Ton rôle moteur est connu de tout le monde, évidemment de la direction de Neuhauser et même du groupe InVivo. C’est pourquoi la répression qui te vise est si forte. 

C’est évidemment ça. C’est ce syndicalisme combatif qui est leur cible mais les patrons ne peuvent pas le dire, alors ils inventent le prétexte dingue de « harcèlement sur les cadres dirigeants ». Ce qu’ils aiment c’est le syndicat « partenaire social ». Exemple très précis : lors du premier PSE (plan de sauvegarde de l’emploi avec 180 emplois en jeu), ils se sont arrangés pour me donner l’info « en avant-première » en me disant : « mais discrétion... ». Je leur ai répondu « Ça va pas être ­possible, parce que là, je vais vite partager la nouvelle ». Ils savent aussi le rôle encourageant que nous jouons pour nos collègues des 11 autres sites. Oui, nous sommes teigneux, bagarreurs, fermes ! Et ils ne le supportent pas. C’est la seule raison de la procédure de licenciement. Si quelqu’un est victime de harcèlement, c’est bien moi puisqu’on m’a adjoint en permanence un huissier de justice qui note mes moindres faits et gestes, mes moindres déplacements… Et qui coûte bonbon ! Une estimation sérieuse donne l’équivalent d’un 13e mois pour tout le monde à Neuhauser-Folschviller. Et puis, et ce n’est pas un détail, je suis sans salaire...

Pourtant la direction semble ne plus te viser tout seul. D’autres pourraient à leur tour devenir des cibles de la répression... 

En effet, il semblerait que trois autres camarades soient explicitement nomméEs dans les témoignages dans l’enquête en cours. C’est toute une équipe qui est visée, une dynamique collective de revendication que la direction veut casser. Et c’est pourquoi la solidarité doit être large et elle l’est !

Un comité de soutien s’est créé. Il prend des initiatives. Quel est son rôle ?

Il y a un mois, devant le siège national de InVivo à Paris, devant les grands silos du port de Metz, lors de deux réunions à Metz et à Saint-Avold, la solidarité s’est exprimée et s’organise. Le jeudi 25 avril sera une expression forte à Folschviller : c’est tout le secteur Alimentation qui appelle et au niveau local, à l’extérieur de l’entreprise, il y aura de l’écho ! Cette initiative sera très importante, c’est juste après l’avis que rendra l’inspection du travail le 22 avril. 

« Fin du monde, fins de mois, même combat », dis-tu souvent. Tu pourrais nous en dire plus sur les très prometteuses convergences qui se sont manifestées dans la dernière période ?

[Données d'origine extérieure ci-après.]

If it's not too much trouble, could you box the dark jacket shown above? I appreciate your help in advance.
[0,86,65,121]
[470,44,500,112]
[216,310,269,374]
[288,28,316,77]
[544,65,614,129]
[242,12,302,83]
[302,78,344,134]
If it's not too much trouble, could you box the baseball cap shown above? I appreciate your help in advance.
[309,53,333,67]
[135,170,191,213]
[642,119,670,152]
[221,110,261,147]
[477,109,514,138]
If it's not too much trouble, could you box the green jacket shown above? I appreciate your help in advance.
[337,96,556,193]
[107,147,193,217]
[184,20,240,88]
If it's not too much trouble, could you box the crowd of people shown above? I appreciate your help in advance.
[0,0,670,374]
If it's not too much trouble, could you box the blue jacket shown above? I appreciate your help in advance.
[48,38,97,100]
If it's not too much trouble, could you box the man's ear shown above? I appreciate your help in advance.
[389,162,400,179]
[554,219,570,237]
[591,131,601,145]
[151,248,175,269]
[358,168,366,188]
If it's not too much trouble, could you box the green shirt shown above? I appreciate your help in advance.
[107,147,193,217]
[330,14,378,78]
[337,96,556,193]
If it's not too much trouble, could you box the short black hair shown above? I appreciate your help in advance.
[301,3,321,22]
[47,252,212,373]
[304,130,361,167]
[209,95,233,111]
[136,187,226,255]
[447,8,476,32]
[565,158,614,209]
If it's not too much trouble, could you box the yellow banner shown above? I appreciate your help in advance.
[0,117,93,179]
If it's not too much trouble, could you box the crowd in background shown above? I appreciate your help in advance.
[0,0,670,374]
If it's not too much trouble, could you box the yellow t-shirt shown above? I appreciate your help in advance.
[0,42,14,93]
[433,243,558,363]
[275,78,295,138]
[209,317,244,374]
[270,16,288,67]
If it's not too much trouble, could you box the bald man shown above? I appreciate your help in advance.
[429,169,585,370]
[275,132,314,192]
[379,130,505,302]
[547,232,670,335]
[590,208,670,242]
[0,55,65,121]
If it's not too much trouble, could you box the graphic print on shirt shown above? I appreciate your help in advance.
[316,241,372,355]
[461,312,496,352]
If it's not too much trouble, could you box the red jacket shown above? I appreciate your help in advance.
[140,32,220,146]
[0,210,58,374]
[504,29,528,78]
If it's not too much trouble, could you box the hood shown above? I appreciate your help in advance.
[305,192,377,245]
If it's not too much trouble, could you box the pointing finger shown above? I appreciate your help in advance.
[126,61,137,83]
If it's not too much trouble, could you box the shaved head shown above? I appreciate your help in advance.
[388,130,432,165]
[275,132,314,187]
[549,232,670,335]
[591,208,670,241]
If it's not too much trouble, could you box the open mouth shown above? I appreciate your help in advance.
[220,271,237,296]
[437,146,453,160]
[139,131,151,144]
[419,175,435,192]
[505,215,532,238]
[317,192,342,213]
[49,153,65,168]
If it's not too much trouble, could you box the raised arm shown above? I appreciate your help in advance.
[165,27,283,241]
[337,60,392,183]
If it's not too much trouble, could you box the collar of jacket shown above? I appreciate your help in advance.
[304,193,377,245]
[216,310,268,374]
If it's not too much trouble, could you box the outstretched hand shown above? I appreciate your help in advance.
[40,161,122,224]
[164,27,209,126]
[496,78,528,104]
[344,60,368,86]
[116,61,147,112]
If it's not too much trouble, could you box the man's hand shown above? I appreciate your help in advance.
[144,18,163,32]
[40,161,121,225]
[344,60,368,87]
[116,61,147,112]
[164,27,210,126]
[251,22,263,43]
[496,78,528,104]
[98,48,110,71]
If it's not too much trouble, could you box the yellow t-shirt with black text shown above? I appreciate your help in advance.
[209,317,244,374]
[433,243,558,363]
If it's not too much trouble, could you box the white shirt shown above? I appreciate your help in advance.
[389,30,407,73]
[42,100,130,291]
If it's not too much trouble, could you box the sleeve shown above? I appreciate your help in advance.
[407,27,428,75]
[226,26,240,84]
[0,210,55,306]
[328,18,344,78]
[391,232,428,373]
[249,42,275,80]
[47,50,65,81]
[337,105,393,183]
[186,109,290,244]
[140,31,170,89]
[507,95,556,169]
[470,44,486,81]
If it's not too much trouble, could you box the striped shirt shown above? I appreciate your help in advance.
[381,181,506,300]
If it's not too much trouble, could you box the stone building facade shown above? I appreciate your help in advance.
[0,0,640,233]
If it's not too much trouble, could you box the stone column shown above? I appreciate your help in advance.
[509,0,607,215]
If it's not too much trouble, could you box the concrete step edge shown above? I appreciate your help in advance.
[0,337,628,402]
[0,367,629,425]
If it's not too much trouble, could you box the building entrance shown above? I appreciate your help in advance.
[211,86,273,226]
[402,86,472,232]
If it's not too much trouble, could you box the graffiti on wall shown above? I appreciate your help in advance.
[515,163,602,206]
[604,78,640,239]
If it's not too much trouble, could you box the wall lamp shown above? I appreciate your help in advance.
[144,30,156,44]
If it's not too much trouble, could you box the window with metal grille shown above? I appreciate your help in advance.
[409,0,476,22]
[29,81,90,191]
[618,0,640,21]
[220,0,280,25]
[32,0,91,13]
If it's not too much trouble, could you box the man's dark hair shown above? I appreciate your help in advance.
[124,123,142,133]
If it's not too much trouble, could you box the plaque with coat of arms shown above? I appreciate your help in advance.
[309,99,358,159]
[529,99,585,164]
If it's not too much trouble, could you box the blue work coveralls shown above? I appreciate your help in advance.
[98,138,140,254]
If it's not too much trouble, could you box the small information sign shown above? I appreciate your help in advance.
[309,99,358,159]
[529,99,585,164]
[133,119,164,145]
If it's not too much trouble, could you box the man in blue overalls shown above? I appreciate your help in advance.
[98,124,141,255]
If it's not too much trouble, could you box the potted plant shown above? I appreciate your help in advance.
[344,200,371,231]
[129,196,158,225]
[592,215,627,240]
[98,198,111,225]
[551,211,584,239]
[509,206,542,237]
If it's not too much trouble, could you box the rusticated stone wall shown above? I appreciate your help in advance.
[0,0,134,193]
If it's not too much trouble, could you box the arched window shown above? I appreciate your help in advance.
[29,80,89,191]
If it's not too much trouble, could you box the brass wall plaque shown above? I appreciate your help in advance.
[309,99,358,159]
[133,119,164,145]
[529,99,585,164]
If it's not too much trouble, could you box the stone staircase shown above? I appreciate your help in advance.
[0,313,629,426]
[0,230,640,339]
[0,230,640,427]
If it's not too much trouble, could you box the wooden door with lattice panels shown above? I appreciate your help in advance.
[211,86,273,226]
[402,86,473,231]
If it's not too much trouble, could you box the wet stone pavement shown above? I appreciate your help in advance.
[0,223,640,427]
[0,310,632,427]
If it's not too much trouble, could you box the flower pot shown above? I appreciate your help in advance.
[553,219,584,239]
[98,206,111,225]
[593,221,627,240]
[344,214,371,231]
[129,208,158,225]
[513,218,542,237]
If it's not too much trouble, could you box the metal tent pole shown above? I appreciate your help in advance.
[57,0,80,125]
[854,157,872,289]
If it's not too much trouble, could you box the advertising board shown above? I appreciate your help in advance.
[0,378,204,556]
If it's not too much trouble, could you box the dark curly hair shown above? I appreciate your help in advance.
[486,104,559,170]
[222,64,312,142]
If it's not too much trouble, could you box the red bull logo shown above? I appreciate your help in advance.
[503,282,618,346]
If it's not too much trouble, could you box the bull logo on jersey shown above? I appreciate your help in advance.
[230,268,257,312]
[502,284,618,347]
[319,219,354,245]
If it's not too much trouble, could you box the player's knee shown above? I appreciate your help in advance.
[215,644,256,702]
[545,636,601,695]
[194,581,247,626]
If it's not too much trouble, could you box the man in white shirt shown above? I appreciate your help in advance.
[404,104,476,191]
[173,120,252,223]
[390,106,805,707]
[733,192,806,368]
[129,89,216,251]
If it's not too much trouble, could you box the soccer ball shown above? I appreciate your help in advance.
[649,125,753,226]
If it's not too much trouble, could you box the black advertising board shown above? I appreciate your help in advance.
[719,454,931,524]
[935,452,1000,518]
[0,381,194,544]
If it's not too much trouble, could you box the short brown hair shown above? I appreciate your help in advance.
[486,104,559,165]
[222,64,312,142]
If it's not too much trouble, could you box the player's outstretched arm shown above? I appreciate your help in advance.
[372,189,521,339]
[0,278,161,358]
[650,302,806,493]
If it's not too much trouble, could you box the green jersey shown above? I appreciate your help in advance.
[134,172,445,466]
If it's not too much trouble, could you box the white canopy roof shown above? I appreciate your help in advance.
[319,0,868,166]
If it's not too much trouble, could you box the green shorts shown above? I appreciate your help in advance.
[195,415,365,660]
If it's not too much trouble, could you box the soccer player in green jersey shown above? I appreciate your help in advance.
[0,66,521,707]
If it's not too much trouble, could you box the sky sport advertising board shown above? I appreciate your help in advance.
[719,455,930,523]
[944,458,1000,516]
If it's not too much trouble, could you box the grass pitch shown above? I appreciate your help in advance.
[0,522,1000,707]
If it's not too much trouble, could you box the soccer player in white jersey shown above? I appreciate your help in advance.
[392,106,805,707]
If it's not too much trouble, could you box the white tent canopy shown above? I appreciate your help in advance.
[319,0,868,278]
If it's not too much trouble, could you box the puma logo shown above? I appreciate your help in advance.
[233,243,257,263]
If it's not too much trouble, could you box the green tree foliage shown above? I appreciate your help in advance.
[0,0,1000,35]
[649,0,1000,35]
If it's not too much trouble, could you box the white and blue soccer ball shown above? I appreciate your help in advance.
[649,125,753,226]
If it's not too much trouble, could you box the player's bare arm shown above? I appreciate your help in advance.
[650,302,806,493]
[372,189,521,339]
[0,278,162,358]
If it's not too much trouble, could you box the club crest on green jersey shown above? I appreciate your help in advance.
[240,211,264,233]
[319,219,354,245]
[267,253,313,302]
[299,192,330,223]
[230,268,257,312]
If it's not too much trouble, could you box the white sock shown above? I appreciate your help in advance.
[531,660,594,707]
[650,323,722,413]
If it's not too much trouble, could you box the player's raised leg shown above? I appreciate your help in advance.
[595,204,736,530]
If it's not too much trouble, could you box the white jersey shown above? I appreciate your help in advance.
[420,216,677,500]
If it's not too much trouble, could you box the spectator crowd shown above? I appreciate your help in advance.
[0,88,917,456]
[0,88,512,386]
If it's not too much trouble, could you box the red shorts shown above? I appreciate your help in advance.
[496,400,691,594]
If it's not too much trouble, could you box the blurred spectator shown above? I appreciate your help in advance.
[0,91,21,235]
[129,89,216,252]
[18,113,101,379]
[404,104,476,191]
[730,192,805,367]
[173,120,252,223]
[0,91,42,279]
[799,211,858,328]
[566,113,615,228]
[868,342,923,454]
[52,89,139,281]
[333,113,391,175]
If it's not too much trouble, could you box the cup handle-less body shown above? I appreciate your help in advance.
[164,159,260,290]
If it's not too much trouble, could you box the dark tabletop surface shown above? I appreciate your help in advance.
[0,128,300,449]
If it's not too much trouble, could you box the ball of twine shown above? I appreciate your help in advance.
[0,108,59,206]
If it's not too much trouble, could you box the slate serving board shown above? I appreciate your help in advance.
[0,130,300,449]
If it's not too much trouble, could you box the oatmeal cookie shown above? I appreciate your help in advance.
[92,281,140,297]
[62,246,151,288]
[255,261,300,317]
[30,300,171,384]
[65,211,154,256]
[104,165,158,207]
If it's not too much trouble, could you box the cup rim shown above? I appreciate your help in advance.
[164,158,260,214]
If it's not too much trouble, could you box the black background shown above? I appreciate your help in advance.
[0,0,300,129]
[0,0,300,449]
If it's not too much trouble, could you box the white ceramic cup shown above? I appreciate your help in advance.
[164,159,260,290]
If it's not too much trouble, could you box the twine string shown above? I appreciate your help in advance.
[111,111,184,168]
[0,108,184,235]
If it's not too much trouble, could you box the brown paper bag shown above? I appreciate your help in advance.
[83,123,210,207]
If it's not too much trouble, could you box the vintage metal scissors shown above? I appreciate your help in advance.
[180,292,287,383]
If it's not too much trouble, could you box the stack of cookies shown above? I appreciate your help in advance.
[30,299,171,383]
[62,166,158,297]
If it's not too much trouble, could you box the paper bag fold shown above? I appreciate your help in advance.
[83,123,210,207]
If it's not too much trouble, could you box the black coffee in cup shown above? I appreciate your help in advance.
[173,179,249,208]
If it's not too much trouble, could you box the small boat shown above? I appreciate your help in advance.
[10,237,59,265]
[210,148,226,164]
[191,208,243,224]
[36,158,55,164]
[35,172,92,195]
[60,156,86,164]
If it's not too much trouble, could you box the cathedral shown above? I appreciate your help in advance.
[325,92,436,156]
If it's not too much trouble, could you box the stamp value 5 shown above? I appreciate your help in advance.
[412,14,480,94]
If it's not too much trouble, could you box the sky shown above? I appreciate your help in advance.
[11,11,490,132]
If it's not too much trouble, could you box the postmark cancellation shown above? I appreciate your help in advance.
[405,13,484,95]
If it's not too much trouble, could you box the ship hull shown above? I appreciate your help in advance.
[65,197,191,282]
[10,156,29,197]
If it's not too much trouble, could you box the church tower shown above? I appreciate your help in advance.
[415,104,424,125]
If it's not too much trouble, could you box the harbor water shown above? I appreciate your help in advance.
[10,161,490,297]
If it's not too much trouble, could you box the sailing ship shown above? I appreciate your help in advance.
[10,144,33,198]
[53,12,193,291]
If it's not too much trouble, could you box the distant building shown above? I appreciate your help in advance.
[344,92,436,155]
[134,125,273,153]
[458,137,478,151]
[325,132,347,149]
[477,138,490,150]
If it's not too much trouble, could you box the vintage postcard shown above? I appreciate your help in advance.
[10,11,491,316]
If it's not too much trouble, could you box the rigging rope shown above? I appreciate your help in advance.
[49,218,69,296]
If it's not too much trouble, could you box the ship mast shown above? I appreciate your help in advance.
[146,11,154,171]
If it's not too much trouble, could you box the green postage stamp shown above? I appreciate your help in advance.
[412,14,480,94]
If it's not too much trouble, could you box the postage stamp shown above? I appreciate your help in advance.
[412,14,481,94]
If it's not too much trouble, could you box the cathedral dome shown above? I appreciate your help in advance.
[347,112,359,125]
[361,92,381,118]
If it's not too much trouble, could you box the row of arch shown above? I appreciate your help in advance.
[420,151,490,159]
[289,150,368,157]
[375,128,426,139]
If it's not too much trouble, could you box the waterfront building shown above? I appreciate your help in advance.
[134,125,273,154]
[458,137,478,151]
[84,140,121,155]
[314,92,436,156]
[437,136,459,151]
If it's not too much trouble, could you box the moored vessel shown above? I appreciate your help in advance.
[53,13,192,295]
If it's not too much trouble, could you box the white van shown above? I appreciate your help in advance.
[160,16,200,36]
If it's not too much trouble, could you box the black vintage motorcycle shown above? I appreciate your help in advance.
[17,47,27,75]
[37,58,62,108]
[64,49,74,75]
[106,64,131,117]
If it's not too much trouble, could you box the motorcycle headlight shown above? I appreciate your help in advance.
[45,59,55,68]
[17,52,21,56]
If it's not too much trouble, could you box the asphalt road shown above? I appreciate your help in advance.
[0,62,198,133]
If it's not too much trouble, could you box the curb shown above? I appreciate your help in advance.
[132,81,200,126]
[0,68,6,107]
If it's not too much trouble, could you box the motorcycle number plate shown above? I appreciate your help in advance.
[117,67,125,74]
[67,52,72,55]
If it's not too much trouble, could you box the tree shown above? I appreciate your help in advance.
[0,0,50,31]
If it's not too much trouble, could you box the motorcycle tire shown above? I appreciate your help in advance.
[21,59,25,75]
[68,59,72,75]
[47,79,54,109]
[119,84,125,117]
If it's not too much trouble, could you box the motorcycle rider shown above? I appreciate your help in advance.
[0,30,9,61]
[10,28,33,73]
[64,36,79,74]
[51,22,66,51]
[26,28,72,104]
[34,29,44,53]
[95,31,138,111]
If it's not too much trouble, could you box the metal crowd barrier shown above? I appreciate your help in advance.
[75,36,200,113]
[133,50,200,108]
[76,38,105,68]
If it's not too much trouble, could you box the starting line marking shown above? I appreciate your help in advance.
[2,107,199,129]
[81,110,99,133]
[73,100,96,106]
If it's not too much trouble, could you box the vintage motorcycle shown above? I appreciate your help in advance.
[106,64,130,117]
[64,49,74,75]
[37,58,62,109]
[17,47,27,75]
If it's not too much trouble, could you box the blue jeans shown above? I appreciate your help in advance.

Oui, la convergence est explicite, presque comme une ­évidence : c’est effectivement très encourageant ! C’est que InVivo, malgré tout son greenwashing, est l’ennemi de la nature, de l’écologie ! InVivo est au cœur du capitalisme agro-alimentaire. Et d’un autre côté, les écolos conséquentEs sont attaquéEs, répriméEs dans les combats pour l’eau, contre la bétonisation, comme les syndicalistes, comme les Gilets jaunes. Si bien que dans les soutiens exprimés et vraiment actifs, il y a Extinction Rebellion, Greenpeace, la Confédération paysanne, Attac.